I begin with a masterpiece: Luigi’s Pizza & Pasta. We’re talking old school, 37 years running, and some of the customers look like they’ve been here for all 37. No one is dressed up. And rightly so.
“Cash is cheaper,” the register guy tells me, as I hand him a 20-spot, which more than covers the spaghetti and meatballs. It comes with a righteous slab of garlic bread. You order at the register, grab your utensils from a separate area, and then snag a table. The food arrives moments later.
Hanging over the utensils, I see a chalkboard. It says: “Keep phone speaker off, THK U.” Italian tri-colors are painted on the walls. Mini red-and-white Italian-style curtains cover the windows. Swinging doors lead to an old-school banquet room. This is Luigi’s. I don’t even remember what decade I first came here.
However, I do remember sneaking a half-pint of Yukon Jack into the Plaza Theaters during high school. That probably happened more than a few times. Now it’s called CineLux Plaza Theatre. Yet another place ruined because they fixed it up.
Campbell Plaza is odd in a beautiful way. It first opened in 1963. Nowadays, there are two smoke shops, four beauty salons, a quilt repository and a dance studio. Out in the parking lot, a stand-alone building, right where the Fotomat was 40 years ago, has been a drive-through coffee place for a long time. Thankfully, one can also walk up to order a fine double espresso.
Everywhere along the main strip, the faux-granite garbage cans haven’t changed in decades, but during my visit, the metal covers are off and leaning against the can. Someone had recently rifled through all the trash.
Inside the Safeway is where the real fun begins. Like many Safeways, the numbered aisles are also titled after local nearby streets, although most people won’t even notice. The signs hanging from the ceiling have the aisle number and a street name. Since this is Campbell, the aisles are Budd, Rincon, San Tomas, et cetera.
If you get bored enough, this is pure poetry. For example, the rice pilaf and the sliced beets are on Rincon Ave. The dill weed and the Hefty bags are on San Tomas Expressway. You’ll find diapers and crackers on Civic Center Drive. The canned chili is on Highway 17, while North 2nd and Budd are the frozen food aisles. I’m laughing out loud in the Safeway aisle as I write this stuff down. People are staring at me.
One could literally play this game all night, which only confirms I wouldn’t last ten minutes as a Safeway employee. I’d mess with the customers too much. If someone asked me, “Where’s the wheat germ?” I’d then say, “It’s over there on Winchester, but it used to be called Santa Clara-Los Gatos Road.”

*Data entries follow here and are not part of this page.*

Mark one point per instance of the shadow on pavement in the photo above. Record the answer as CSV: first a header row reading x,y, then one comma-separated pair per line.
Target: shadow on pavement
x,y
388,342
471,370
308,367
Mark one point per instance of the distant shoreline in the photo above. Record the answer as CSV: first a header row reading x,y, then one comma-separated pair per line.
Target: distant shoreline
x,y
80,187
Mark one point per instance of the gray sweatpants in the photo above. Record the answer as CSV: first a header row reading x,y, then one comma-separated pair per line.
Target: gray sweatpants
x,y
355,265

Following Safeway, a few doors down, nothing remotely as entertaining seems to unfold inside the Dollar Tree, a bland, dismal place if ever there was one. The $1.25 bottles of black-market Palmolive selling like crazy seem like the only poetic material I can find. So, at that point, I leave.
Fortunately, then comes another masterpiece: Little Lou’s BBQ. Americana at its purest. Slabs of meat, fried chicken or potato salad on every plate. Rolls of paper towels at every single table. Tall cans of PBR in the bar area. Baseball and blues ephemera covering the walls, floor to ceiling. Shaving commercials on every television. And of course, senior couples having more fun dancing to “Long Train Running” than anyone half their age.

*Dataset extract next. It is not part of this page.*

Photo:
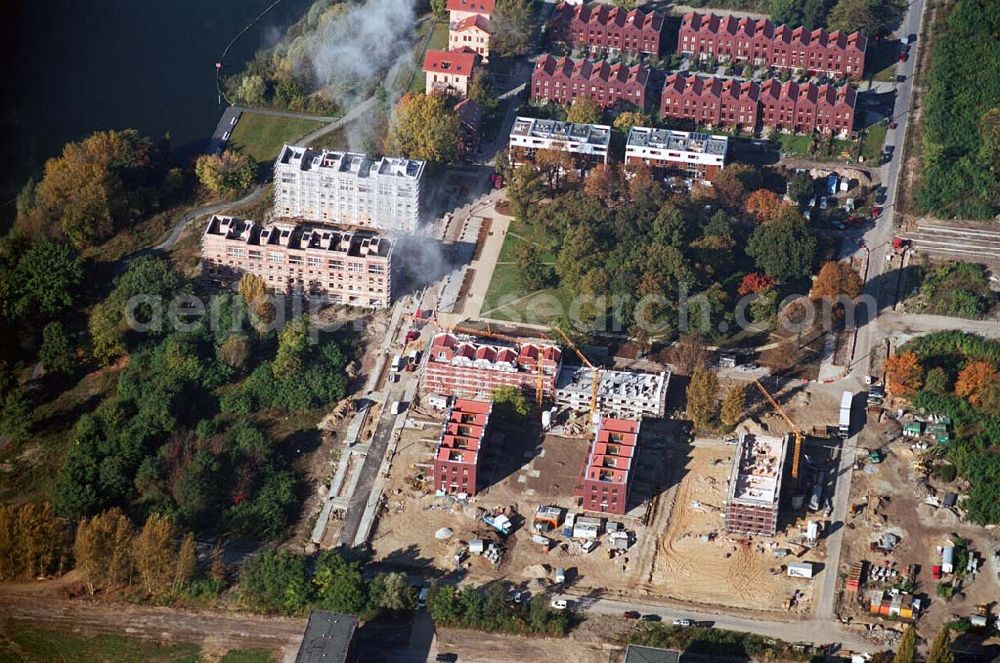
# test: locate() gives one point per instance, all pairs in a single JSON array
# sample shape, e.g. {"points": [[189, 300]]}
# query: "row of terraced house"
{"points": [[762, 43]]}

As if that were not enough, in the hallway, on the wall, I see encased in glass a Metro story about Frank Stallone’s epic landmark appearance in 2014. Man. Little Lou’s, ladies and gentlemen, there you have it.
I’m not being sarcastic. I know at least a dozen incredible musicians that regularly gig at Little Lou’s, a raging scene, even if it feels like Branson, Missouri, on certain nights.
Yes, there is much more to Campbell Plaza, of course. Off the Hook Sports Bar. Ricos Tacos. Fine Fretted String Instruments. In the end, my soul becomes more poetic than before.